As story/screenwriter David S. Goyer evolves, the Superman story right here continues to journey into the most important components of the story, illustrating and telling audiences only what we want to see to get the greatest of out of a reboot as much as achievable. At instances I felt it lagged and I felt stuck in Smallville, but it wasn't a massive point, and in the end the story continued. Snyder's turn at the helm doesn't dance around the Superman mythos by trying to tell the same story right here. In reality, the film is essentially equivalent in structure, in addition to taking parts of other Superman movies that add get to the absolute meat and potato-references of the comic book and film franchises transitioned to the massive screen adventure noticed here.

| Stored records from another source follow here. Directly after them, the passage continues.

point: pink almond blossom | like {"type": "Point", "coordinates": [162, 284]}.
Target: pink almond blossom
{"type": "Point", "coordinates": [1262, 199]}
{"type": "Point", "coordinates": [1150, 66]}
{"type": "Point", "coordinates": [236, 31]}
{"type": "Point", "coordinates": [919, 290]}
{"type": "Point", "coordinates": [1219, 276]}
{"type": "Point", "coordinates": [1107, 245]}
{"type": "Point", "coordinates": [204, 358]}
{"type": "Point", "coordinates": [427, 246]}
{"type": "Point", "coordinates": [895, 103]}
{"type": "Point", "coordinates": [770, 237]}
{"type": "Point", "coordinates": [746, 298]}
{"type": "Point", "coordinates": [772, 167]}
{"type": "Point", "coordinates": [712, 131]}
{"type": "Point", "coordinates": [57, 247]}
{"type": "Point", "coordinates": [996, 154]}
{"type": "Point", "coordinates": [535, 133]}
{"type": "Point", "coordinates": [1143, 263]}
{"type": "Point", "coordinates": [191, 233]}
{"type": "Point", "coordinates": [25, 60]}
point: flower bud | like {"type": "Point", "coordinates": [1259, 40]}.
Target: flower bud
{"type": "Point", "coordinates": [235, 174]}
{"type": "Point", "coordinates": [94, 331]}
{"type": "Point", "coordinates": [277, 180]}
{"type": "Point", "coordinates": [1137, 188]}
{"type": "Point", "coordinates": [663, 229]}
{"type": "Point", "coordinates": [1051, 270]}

We see a version Superman who is not merely quickly used to his powers, but evolving with them testing his limits and getting used to them, even following he puts on the excellent old blues and reds. And when he flies with explosive authority and energy that lets viewers really feel like Superman is in flight, and not just a guy gliding in midair with a green screen in the backdrop-it is comparable to what we with Neo in The Matrix Reloaded and Revolutions, only ante'd up.

Much more importantly, we also see Superman brawl with Zod in some of the sickest battles to ever hit Metropolis in a Superman film. Punches and kicks are thrown, men and women get hurt, vulnerabilities are exposed, moments of discomfort and surprise come about with our characters, and by the third act, shit blows up, buildings are decimated into ruins, and Superman does what he requirements to in order to kick that Kryptonian ass and lastly save the day...or what is left of it.

Man Of Steel was a very compelling, perilous, great and refreshing encounter for me when I went to see it on Friday. It is not the Superman of yesteryear. No, no...Zack Snyder's Superman totally undoes every little thing we have known in the previous century about the character from Krypton, and the story surrounding him. The film is a solid reboot that pays tribute to the property designed almost 75 years ago at DC comics, and gets much to the heart of the matter that it required to in order to tell the story. And at the finish, you are not left feeling unsatisfied. Not in the least bit.
Although some men and women may possibly have their opinions about superhero motion pictures these days (I know I do), I am glad the film market is taking these concepts to a entire new level of artistic vision. If anything, Man Of Steel is likely the film we would have observed if Richard Donner had the identical vision and technology back in the 1970s.

Zack Snyder's tale of the Kryptonian who would grow to be the superhuman symbol of hope is, in summation, the ideal set up for the sequel that is already in play, and the Justice League film we all have been waiting to see for so extended.

The bottom line: Man Of Steel is a should see. Specifically if you are an action fan and comic book junkie who loves a great film. I'm proud to have seen it myself...and on opening evening, which is a rarity for me.

Certainly check out Man Of Steel, in theaters now.
FCSyndicate's Morning-After Review: MAN OF STEEL (2013)
9out of 10 based on 10 ratings. 9 user reviews.